How does "sentimentr" package split a paragraph or sentences into more than 1 sentences?

303 Views Asked by At

I am trying to run sentiment analysis in r using "sentimentr" package. I fed in a list of comments and in the output got element_id, sentence_id, word_count, sentiment. Comments with long phrases are getting converted into single sentences. I want to know the logic based on which package does that ?

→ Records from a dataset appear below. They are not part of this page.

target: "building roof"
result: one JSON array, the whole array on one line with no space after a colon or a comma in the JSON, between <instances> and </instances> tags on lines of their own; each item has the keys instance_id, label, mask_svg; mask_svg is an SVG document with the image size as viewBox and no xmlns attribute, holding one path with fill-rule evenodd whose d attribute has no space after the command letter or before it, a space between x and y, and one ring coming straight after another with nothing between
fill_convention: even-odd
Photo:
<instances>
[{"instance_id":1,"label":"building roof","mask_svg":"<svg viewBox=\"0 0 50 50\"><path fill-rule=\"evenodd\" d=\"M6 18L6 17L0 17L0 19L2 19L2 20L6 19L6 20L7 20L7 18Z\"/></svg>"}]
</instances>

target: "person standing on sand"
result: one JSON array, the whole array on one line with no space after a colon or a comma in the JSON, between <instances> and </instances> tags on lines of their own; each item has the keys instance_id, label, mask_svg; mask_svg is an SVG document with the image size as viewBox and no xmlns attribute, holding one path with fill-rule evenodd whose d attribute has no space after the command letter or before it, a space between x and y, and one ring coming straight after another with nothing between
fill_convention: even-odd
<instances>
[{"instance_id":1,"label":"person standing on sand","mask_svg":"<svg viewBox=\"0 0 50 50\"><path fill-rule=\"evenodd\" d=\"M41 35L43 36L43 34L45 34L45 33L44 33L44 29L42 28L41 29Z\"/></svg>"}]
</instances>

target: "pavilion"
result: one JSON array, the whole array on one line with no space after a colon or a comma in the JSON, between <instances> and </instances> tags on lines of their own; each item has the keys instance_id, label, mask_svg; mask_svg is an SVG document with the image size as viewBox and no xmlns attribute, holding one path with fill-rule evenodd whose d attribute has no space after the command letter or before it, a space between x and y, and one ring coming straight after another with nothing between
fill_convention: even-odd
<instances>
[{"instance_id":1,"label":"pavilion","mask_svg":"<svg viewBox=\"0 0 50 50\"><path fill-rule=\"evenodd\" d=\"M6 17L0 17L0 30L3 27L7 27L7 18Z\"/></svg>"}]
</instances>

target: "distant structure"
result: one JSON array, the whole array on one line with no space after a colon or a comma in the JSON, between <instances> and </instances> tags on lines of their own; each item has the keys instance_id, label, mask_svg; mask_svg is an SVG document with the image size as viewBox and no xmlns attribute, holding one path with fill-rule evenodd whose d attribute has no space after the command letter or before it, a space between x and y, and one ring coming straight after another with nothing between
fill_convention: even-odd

I have 4 main categories for my comments- Food, Atmosphere, Price and service. and I have also set bigrams for those themes, i am trying to split sentences based on themes

install.packages("sentimentr")
library(sentimentr)

data <- read.csv("Comments.csv")

data_new <- as.matrix(data)
scores <- sentiment(data_new)
#scores

write.csv(scores,"results.csv")

For e.g - " We had a large party of about 25, so some issues were understandable. But the servers seemed totally overwhelmed. There are so many issues I cannot even begin to explain. Simply stated food took over an hour to be served, it was overcooked when it arrived, my son had a steak that was charred, manager came to table said they were now out of steak, I could go on and on. We were very disappointed" got split up into 5 sentences

1) We had a large party of about 25, so some issues were understandable 2) But the servers seemed totally overwhelmed. 3) There are so many issues I cannot even begin to explain. 4) Simply stated food took over an hour to be served, it was overcooked when it arrived, my son had a steak that was charred, manager came to table said they were now out of steak, I could go on and on. 5) We were very disappointed

I want to know if there is any semantic logic behind the splitting or it's just based on full stops?

1

There are 1 best solutions below

2
On

It uses textshape::split_sentence(), see https://github.com/trinker/sentimentr/blob/e70f218602b7ba0a3f9226fb0781e9dae28ae3bf/R/get_sentences.R#L32

A bit of searching found the logic is here:

https://github.com/trinker/textshape/blob/13308ed9eb1c31709294e0c2cbdb22cc2cac93ac/R/split_sentence.R#L148

I.e. yes it is splitting on ?.!, but then it is using a bunch of regexes to look for exceptions, such as "No.7" and "Philip K. Dick".